A trajetória de Valdomiro Poliselli Júnior exemplifica a evolução da pecuária brasileira, passando da seleção genética no campo à verticalização completa da cadeia produtiva, posicionando o país como competidor global em carnes de alta qualidade. Nascido em ambiente rural no interior paulista, filho e neto de produtores, Valdomiro cresceu imerso no mundo do gado, o que moldou sua visão sobre qualidade animal e melhoramento genético. Sua formação em colégio agrícola e graduação em Administração combinou conhecimento prático com gestão profissional, preparando-o para inovar no setor.
Um marco em sua carreira ocorreu em 1995, ao expandir operações para Nova Crixás, em Goiás, onde iniciou um projeto de pecuária intensiva focado no cruzamento de raças. Apostando na combinação entre a rusticidade do zebu e a qualidade da carne Angus, ele introduziu o Angus de pelagem vermelha no Brasil e estruturou um dos primeiros trabalhos completos de cruzamento industrial, abrangendo cria, recria, engorda e confinamento com controle rigoroso de desempenho. Essa abordagem pioneira ajudou a elevar o padrão da pecuária nacional.
A entrada na indústria frigorífica veio como uma estratégia necessária, não planejada inicialmente. Em 2004, a VPJ Alimentos, fundada por Valdomiro, começou a abater seus próprios animais, percebendo a importância de controlar desossa, porcionamento e embalagem para capturar valor agregado. A aquisição de uma planta em Pirassununga, São Paulo, marcou a virada, transformando a empresa de fornecedora de matéria-prima em uma marca reconhecida no mercado premium, rompendo o estigma de que a carne brasileira era inferior às importadas da Argentina e Uruguai.
A VPJ quebrou paradigmas ao padronizar abates e garantir qualidade, conquistando espaços como o Empório Santa Luzia em São Paulo, o que abriu portas para distribuição em todo o país. Hoje, a empresa está presente nos 27 estados brasileiros, com mais de mil produtos em cerca de 150 pontos de venda especializados. Além da bovinocultura, a estratégia se estendeu a cordeiro Dorper desde 2005 e suínos Duroc a partir de 2015, aplicando os mesmos princípios de genética selecionada e padrões exigentes.
O modelo da VPJ baseia-se em três pilares: genética com uso de DNA e avaliação genômica para marmoreio e ganho de peso; manejo com pastagens sombreadas e bem-estar animal; e confinamento de precisão com dietas balanceadas. Essa estrutura garante padronização para o mercado premium. Com prêmios acumulados e valorização em leilões, a empresa planeja, em até cinco anos, trabalhar exclusivamente com animais de sua própria genética, fechando o ciclo produtivo.

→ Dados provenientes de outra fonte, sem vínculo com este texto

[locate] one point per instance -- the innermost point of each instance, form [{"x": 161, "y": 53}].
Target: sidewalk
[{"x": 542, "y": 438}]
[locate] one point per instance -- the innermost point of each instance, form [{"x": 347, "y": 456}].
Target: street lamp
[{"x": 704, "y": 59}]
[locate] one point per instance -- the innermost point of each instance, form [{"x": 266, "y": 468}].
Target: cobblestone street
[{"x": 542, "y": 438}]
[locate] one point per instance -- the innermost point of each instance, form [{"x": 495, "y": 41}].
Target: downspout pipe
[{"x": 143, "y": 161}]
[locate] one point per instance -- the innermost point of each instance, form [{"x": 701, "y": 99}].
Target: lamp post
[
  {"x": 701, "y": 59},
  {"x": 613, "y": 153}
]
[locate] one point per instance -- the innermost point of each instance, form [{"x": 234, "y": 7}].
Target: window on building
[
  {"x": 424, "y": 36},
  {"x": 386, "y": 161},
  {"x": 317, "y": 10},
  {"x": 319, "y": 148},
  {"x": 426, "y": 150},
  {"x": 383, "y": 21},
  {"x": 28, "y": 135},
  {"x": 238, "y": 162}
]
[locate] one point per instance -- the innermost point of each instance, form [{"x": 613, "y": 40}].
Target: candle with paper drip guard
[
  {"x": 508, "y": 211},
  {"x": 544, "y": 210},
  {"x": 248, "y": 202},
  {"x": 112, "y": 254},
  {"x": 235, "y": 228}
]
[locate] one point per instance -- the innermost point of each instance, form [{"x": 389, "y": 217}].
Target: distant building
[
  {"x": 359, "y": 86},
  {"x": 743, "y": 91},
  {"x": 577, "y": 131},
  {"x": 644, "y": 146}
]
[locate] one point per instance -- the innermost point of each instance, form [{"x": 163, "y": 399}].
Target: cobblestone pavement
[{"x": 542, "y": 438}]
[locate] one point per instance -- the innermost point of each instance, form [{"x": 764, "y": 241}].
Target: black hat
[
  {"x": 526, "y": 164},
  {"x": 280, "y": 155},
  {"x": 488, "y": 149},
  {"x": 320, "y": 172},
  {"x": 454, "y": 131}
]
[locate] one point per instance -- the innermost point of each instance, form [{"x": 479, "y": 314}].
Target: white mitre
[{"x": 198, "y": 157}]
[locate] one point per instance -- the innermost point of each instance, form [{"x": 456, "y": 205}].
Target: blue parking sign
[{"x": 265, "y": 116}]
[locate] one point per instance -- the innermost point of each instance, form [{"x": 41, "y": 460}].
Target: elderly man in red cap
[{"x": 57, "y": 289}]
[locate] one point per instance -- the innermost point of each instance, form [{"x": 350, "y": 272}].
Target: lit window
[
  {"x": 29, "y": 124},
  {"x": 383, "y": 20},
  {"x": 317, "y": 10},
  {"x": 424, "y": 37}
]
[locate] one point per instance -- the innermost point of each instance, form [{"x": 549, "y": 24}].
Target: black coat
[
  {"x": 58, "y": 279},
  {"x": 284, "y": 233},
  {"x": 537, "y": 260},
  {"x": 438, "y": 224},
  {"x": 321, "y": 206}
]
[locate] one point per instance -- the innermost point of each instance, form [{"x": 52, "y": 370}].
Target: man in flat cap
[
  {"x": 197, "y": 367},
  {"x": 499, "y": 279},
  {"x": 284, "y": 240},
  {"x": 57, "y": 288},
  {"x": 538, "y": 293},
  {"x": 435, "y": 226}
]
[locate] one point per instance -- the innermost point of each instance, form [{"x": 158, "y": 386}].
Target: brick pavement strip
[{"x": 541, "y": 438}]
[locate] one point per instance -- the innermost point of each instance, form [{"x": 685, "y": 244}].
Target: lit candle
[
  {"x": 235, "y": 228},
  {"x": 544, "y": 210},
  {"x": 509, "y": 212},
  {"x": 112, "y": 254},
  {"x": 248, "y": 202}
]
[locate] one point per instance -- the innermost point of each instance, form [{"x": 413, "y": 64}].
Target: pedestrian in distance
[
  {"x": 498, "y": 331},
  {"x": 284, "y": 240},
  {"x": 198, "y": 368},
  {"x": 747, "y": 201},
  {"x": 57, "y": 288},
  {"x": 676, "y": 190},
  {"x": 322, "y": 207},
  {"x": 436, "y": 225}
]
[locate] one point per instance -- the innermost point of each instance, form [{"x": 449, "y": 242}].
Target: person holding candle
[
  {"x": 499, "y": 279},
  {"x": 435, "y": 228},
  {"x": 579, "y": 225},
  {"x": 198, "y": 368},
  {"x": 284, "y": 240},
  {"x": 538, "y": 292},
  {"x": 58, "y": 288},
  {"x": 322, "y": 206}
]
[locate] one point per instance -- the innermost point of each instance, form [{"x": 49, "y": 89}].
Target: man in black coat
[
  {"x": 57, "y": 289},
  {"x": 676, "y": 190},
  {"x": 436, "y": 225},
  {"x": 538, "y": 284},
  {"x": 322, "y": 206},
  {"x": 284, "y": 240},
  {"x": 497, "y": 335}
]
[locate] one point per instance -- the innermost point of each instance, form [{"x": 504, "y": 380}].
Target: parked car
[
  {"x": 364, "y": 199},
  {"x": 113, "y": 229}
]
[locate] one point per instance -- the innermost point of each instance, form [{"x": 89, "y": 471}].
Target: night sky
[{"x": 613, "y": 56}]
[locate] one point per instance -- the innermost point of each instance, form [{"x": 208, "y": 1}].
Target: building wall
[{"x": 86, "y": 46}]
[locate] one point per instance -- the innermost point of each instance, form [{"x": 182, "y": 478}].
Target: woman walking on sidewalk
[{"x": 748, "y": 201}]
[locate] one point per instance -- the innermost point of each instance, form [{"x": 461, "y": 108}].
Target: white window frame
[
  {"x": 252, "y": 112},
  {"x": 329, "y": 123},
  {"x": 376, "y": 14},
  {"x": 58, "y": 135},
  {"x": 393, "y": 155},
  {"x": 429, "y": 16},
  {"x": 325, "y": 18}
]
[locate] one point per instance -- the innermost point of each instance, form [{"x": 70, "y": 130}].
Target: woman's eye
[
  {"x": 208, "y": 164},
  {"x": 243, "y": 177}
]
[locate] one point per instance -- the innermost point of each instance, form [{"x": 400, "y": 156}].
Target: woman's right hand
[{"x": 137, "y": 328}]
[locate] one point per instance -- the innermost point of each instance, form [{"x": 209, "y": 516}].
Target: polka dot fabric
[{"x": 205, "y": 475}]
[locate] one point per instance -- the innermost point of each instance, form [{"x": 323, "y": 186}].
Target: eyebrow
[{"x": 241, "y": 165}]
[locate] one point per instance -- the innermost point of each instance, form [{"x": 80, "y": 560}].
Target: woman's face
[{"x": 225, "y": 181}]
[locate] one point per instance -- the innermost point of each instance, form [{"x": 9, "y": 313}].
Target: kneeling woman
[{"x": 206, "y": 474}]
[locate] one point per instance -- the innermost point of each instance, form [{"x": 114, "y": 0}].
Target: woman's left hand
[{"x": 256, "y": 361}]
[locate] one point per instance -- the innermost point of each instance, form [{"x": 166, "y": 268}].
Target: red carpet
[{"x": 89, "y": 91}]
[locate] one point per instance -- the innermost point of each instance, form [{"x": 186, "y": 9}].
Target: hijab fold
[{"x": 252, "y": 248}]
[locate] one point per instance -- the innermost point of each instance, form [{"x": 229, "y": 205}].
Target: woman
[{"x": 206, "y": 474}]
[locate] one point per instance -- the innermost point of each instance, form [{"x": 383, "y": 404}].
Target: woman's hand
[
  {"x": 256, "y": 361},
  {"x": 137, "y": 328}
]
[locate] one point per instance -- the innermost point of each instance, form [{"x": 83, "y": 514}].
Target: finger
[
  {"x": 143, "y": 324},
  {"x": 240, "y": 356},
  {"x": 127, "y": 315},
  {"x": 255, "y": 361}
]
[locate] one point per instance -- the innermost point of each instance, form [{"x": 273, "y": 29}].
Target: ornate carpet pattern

O crescimento do mercado de carnes premium reflete mudanças no perfil do consumidor brasileiro, mais atento à origem e qualidade, com o segmento representando entre 2% e 4% do consumo total de carne bovina. Essa expansão, impulsionada por profissionalização e sistemas integrados, sinaliza uma tendência estrutural, com perspectivas positivas para 2026 apesar de desafios na oferta.